The Time Series Data Service uses the classic panel-based alerting model.

This means:

  • Alerts are bound to individual widgets, typically Graph widgets.
  • Each alert rule belongs to exactly one widget.
  • There is no central, widget-spanning rule set.
  • The Alert List collects these distributed alerts and presents them in a centralized view.

The Alert List itself does not define alerts.

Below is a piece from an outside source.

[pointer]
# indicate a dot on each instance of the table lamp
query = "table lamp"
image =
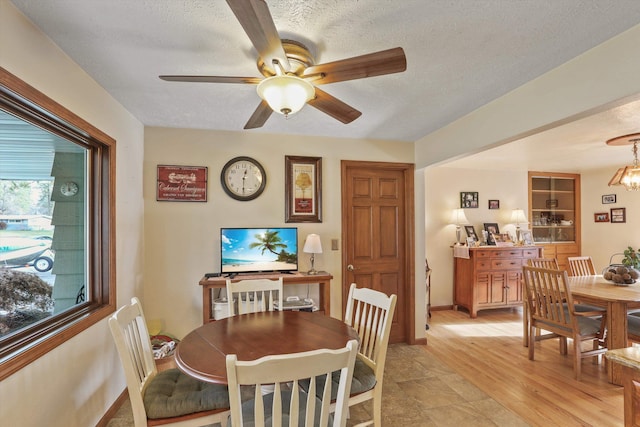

It only visualizes existing alert rules.

Displayed Information

For each alert, relevant metadata is shown in the Alert List.

Typically, this includes:

  • Alert name.
  • Current status:
  • OK.
  • Alerting.
  • Pending.
  • Paused.
  • No data.
  • Error.
  • Associated dashboard.
  • Associated widget.

This makes it always clear where an alert originates and in which context it was triggered.

Filtering and Display Options

The Alert List can be filtered to improve clarity.

Possible filters include:

  • Filtering by status, for example only Alerting or Pending.
  • Filtering by dashboard.
  • Filtering by folder.
  • Filtering by alert name.

This allows different views to be created, for example:

  • A pure incident overview.
  • A complete overview of all defined alerts.
  • A documentation-oriented view for operations or management.

Typical Usage Patterns

Operations Dashboard

  • Alert List placed centrally or at the top.
  • Filter set to Alerting and Pending.
  • Focus on currently relevant incidents.

Monitoring Overview

  • Display of all alerts.
  • Use as a control instrument.
  • Complemented by Stat or Bar Gauge widgets.

Documentation and Transparency

  • Display of all defined alert rules.
  • Traceability for operations, support, and management.

Interaction and Navigation

The Alert List is interactive and supports fast navigation.

You can:

  • Click on an alert.
  • Jump directly to the associated widget.
  • Review thresholds, conditions, and queries there.

This is a central building block for fast root cause analysis in operations.

Time Reference and History

The Alert List only shows the current status of alerts.

This means:

  • No display of alert history.
  • No temporal evolution of alerts.
  • No statistics on frequency or duration.

For alert histories or evaluations, external systems or logging solutions are required.

Typical Limitations of the Alert List Widget

For a realistic assessment:

  • Works only with classic panel-based alerts.
  • No support for unified or centralized alert models.
  • No history or trend visualization.
  • Limited filter combinations.
  • Presentation is functional and intentionally minimal.

The Alert List is an operations tool, not a visualization highlight.

Differentiation from Other Widgets

Short comparison:

  • Graph widget: definition of alerts.
  • Alert List widget: overview of alerts.
  • Stat and Gauge widgets: visualization of states.
  • Table widget: detailed information.

The Alert List forms the link between visualization and operational work.

Typical Pitfalls in Practice

Common issues include:

  • Using the Alert List without filters, which quickly becomes cluttered.
  • Non-descriptive alert names.
  • Mixing test and production alerts.
  • Missing operational processes for responding to alerts.

The quality of the Alert List directly depends on the quality of the defined alerts.

Summary

With the Alert List widget in the Time Series Data Service, you can:

  • Centrally monitor the current alert status.
  • Create transparency across all defined alerts.
  • Quickly navigate to problematic widgets.

The Alert List does not replace a ticketing or incident management system. However, it is a very effective first glance at the current system state in day-to-day operations.